Delas não se conseguia libertar
como se um pêndulo pairasse, sem parar,
sobre a sua cabeça
no hipnotismo da perene ausência dos afectos.
No isolamento propositado
sabia-se consumido por desconhecer os afectos
as sensações não experimentadas
mas que ele augurava boas,
a julgar pela entrega das pessoas aos afectos.

Aliás
por vezes
queria-se emancipar das altas ameias
de onde a vista nada alcançava.
Em momentos de lucidez
– que confundia com ensandecimento precoce –
só desejava sair à rua,
sorver o odor das pedras da calçada
das flores acabadas de romper dos seus botões juvenis
e olhar nos olhos dos desconhecidos
entregar-se em beijos retemperadores
abraços apertados
presentes às crianças que as fariam mais felizes.

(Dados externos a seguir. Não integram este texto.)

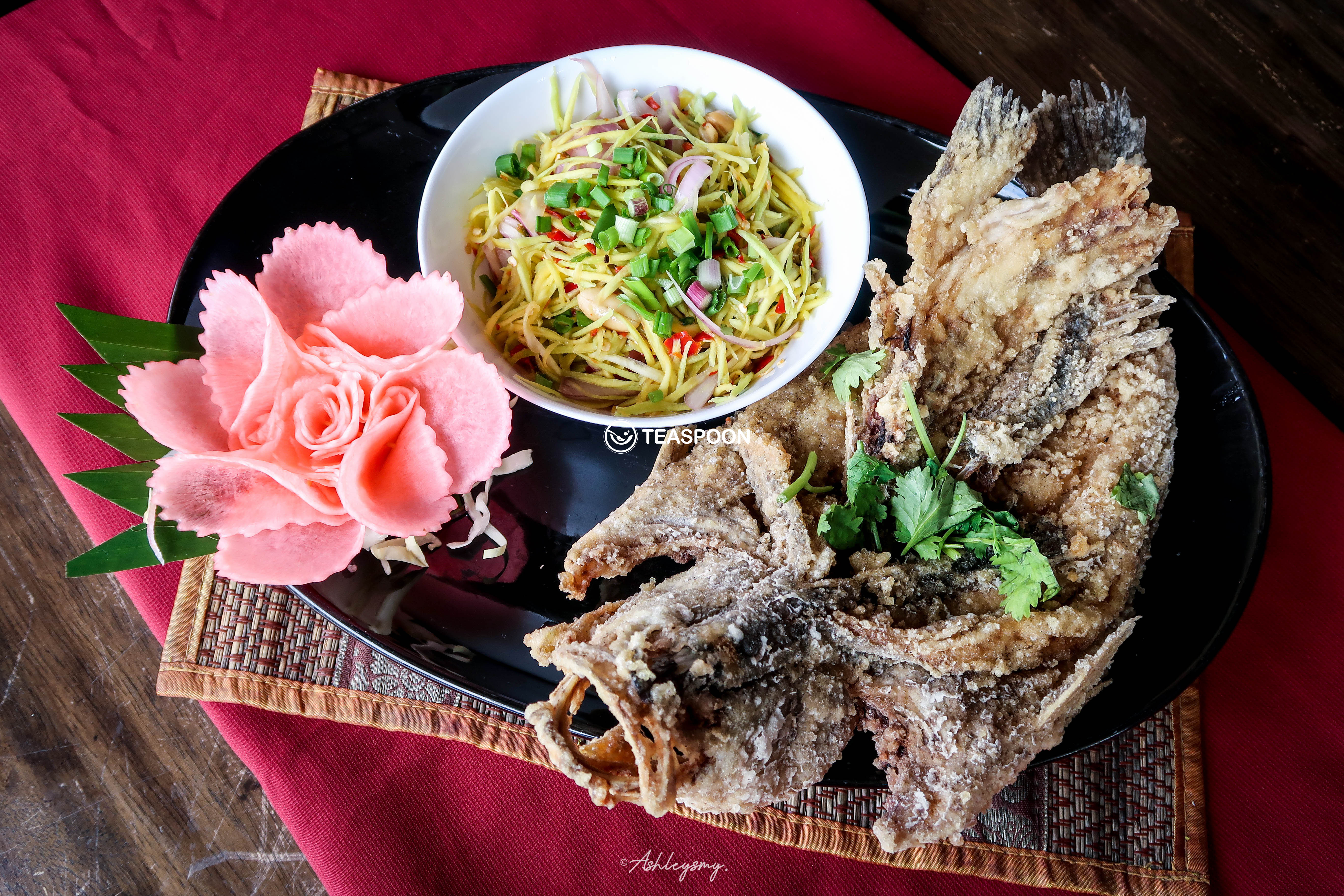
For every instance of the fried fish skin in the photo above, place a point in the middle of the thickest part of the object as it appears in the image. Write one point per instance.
(993, 280)
(726, 692)
(948, 621)
(949, 745)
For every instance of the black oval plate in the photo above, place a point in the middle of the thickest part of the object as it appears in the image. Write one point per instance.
(366, 168)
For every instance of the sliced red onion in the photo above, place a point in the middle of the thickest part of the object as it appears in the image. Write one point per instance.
(605, 107)
(667, 98)
(698, 295)
(675, 168)
(632, 104)
(689, 191)
(710, 327)
(709, 275)
(701, 395)
(583, 389)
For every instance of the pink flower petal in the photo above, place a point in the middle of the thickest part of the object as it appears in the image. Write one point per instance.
(173, 404)
(290, 555)
(321, 343)
(393, 477)
(237, 322)
(318, 269)
(233, 495)
(467, 406)
(401, 318)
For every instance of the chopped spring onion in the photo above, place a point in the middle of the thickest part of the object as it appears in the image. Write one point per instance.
(773, 264)
(642, 291)
(558, 194)
(709, 273)
(672, 292)
(605, 221)
(681, 241)
(626, 229)
(663, 326)
(725, 220)
(634, 303)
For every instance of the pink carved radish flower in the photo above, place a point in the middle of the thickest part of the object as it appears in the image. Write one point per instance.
(324, 405)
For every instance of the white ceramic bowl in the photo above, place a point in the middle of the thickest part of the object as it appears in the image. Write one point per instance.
(798, 135)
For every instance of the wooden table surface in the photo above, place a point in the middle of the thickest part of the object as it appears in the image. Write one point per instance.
(108, 789)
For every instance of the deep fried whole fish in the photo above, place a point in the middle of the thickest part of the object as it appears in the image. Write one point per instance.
(1013, 311)
(949, 745)
(945, 617)
(726, 694)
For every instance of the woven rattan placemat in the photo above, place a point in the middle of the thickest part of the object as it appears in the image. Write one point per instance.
(1125, 817)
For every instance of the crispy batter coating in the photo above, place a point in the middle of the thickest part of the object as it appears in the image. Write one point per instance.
(949, 745)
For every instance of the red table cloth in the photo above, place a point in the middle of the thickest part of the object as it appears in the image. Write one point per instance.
(127, 121)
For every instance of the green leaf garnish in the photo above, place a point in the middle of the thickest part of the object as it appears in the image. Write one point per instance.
(131, 550)
(123, 486)
(1138, 492)
(804, 481)
(127, 340)
(939, 516)
(850, 370)
(122, 433)
(840, 527)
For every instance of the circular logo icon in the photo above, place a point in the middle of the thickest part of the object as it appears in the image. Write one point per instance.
(620, 438)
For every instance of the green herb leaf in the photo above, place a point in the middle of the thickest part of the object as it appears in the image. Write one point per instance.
(840, 527)
(123, 486)
(1022, 572)
(120, 432)
(101, 379)
(131, 550)
(853, 370)
(128, 340)
(1138, 492)
(865, 468)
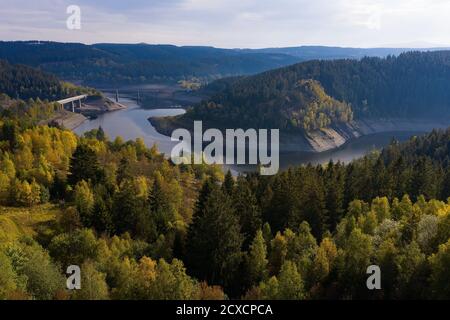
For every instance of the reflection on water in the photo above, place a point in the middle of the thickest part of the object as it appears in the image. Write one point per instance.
(133, 123)
(354, 149)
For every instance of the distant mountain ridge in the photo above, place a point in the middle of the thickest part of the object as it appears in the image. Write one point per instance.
(144, 63)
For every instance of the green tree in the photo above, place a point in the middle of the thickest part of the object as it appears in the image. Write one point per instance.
(257, 259)
(93, 284)
(214, 242)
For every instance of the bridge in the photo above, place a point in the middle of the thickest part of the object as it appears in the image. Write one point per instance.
(72, 100)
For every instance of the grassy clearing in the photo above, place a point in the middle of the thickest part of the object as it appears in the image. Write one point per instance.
(32, 222)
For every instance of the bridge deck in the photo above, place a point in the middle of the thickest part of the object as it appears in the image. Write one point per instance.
(71, 99)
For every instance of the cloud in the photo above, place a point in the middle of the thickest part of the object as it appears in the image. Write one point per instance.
(232, 23)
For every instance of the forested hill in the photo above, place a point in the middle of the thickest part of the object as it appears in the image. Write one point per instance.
(140, 63)
(134, 63)
(412, 85)
(19, 81)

As masmorras acabam sempre por vencer,
a sua tenebrosa escuridão
que esconde os afectos
embrutece o esquálido desiludido da vida.
Resta-lhe esconder-se,
dormir muito;
que nos sonhos, ao menos,
pressente o toque mágico dos afectos com os outros.

Aliás
por vezes
Apetece-lhe jamais acordar
daqueles sonhos frondosos que,
no púlpito da alvorada,
trazem o amargo sabor da vereda espinhosa do resto do dia.

Velho adormecido

Descansa na esplanada
enquanto o tempo de esvai
como as águas do rio, lânguidas, para a foz.

Contempla a ponte
feita das pedras gastas
tão gastas como a sua pele tomada pelas rugas.

Os cabelos brancos que esvoaçam
dizem-lhe que houve tempo
em que a juventude foi rainha.

Agora, enquanto o tempo se demora,
bate-lhe à porta a nostalgia
povoada pelas recordações que ungem o presente.

Entrelaça os dedos das mãos
e sente a pele rugosa
a batuta das adversidades semeadas vida fora.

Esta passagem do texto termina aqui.